A Generous Orthodoxy

I've been reading Brian McLaren's last book, A Generous Orthodoxy. Over the next few weeks I'm going to include some notes from the book. So far it's been a pretty good read, though it is very controversial. It seems that McLaren continues to get a little more radical with each book. I haven't finished the book, so I'll leave opinions out until after I've finished.

Bearing in mind the old saying, “Those who win the battles write the history,” it’s easy to see the danger of describing orthodoxy by looking in the rearview mirror. Where there has been diversityh of opinion in the past, the winners label previous divergences as heretical and unorthodox and unchristian, leaving the impression for their descendants that everyone everywhere under the banner of orthodoxy has always agreed with them. In that light orthodoxy might seem to follow those who fight the hardest and perhaps the dirtiest. Not a pleasant thought (29).

When I reached my teenage years, though, I lost that Jesus as one loses a friend in a crushing, noisy, rushing crowd.

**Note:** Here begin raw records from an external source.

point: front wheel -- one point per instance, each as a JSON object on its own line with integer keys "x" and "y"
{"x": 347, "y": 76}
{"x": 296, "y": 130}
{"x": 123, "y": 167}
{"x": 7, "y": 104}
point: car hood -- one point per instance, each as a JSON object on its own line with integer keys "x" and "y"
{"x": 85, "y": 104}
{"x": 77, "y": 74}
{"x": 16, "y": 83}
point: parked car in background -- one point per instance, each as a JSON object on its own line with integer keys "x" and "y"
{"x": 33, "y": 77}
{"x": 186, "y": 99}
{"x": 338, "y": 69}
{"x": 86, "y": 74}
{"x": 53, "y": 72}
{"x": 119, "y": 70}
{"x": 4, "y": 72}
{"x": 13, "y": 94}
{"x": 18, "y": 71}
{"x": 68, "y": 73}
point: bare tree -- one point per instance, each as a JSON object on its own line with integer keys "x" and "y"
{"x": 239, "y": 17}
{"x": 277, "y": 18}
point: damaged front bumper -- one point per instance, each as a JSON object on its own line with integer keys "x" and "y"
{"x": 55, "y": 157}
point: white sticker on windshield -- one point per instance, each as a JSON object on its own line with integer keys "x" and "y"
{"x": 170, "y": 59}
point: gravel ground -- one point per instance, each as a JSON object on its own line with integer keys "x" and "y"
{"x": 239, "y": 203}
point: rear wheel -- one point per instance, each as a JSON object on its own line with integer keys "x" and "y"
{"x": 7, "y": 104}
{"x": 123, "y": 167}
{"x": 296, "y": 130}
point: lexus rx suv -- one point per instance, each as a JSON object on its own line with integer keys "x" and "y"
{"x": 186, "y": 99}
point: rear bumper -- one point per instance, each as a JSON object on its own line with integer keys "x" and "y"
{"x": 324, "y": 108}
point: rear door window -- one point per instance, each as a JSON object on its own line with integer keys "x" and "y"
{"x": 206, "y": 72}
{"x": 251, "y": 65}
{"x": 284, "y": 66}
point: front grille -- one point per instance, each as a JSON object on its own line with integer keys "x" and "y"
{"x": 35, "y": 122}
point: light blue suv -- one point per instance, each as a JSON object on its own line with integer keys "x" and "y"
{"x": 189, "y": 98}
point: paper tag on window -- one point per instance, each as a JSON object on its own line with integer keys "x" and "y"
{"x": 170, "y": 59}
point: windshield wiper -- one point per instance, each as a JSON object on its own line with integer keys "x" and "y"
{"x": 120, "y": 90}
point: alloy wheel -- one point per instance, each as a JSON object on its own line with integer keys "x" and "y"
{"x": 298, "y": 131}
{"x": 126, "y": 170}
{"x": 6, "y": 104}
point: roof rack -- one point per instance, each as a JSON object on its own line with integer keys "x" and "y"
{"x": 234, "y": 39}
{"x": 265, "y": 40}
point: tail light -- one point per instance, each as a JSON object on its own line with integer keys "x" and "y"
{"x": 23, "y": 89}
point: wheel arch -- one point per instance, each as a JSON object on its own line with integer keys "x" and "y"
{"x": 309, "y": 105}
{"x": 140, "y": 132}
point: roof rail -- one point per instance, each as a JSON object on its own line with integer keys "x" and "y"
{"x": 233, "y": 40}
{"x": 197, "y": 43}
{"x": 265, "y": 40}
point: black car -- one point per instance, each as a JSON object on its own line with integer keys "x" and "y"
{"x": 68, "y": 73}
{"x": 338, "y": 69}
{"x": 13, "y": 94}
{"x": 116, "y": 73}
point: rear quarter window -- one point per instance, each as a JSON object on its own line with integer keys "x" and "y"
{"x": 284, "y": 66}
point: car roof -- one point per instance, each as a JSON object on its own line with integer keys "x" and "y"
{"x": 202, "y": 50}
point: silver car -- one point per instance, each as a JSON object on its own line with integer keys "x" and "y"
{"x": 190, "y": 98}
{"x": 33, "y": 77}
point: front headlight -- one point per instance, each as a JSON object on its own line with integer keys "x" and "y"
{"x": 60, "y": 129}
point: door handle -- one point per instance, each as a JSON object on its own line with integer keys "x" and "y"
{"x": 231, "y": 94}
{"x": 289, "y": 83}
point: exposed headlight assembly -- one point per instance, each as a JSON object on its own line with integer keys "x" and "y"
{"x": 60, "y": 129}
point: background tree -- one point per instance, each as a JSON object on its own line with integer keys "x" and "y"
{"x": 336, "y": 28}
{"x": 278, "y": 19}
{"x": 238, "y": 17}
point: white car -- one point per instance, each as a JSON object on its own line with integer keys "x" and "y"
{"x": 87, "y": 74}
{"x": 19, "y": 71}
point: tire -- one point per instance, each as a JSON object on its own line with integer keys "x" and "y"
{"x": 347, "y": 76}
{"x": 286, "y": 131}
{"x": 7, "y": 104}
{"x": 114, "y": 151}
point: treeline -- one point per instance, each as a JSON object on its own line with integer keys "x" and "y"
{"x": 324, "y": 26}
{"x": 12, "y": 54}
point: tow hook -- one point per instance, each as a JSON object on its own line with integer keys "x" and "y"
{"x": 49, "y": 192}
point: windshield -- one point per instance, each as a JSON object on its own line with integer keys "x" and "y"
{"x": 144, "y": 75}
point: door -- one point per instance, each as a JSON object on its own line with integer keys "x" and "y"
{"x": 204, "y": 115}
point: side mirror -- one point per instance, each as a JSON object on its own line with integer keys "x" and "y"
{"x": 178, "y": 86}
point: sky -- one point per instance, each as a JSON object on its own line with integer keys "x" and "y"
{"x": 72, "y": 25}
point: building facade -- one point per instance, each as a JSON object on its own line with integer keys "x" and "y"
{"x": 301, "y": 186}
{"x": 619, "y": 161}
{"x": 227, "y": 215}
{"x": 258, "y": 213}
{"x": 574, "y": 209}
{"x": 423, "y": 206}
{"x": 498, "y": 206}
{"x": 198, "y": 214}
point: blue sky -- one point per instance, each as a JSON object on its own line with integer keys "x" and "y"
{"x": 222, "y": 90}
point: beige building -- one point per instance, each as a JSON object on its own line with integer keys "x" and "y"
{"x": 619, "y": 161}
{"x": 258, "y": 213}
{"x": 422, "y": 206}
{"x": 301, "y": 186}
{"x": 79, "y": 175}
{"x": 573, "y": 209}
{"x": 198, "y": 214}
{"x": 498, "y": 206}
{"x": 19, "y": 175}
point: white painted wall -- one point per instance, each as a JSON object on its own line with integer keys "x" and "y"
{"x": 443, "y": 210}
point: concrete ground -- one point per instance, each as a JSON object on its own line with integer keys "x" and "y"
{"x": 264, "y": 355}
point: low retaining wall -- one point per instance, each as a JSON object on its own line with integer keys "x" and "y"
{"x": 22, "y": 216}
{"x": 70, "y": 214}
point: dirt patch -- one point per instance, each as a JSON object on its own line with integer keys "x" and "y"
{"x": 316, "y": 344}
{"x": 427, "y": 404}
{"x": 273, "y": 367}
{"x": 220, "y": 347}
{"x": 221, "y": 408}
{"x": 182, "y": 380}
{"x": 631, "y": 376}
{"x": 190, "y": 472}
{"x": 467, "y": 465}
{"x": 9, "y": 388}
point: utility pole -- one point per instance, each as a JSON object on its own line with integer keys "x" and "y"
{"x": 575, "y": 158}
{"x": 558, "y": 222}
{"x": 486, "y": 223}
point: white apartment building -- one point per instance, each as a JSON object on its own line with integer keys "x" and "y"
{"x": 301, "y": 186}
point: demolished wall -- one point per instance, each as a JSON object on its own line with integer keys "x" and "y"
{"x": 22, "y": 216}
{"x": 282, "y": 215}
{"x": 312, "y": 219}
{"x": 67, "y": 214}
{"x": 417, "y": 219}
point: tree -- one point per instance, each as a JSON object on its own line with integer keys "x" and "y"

The crowd included arguments about evolution (which seemed elegant, patient, logical, and actually quite wonderful to me, more wonderful even than a literal six-day creation blitz), arguments about the Vietnam War (which made no sense to me – even if communism was as bad as everyone said, were people better off bombed and napalmed to death?), arguments about ethical issues like civil rights and desegregation and a hundred other things. I wondered if women were really supposed to be submissive to men and if rock ‘n’ roll was really of the devil. Were Catholics really going to burn in hell forever unless they revised their beliefs and practices to be biblical like us (44)?

1 comment:

Anonymous said...

Authors like McLaren and also Donald Miller (Blue Like Jazz) have some invaluable and important ideas on how the church should relate to modern culture. The "emergent" church would do well to listen to these guys for a better understanding on its role in today's culture. However, I do believe that some of their philosphies can also be considered a little dangerous. It seems to me, and I may be totally off base here, that they tend to look at sin as a relative concept sometimes instead of a "black and white" issue.

I think it's important for the church to embrace and use the modern culture to reach the lost. However, we shouldn't compromise our core beliefs on morality and the wages of sin just to come across as "culturally hip." This, I believe, is the danger that some of these authors' philosophies tend to promote. What do you think?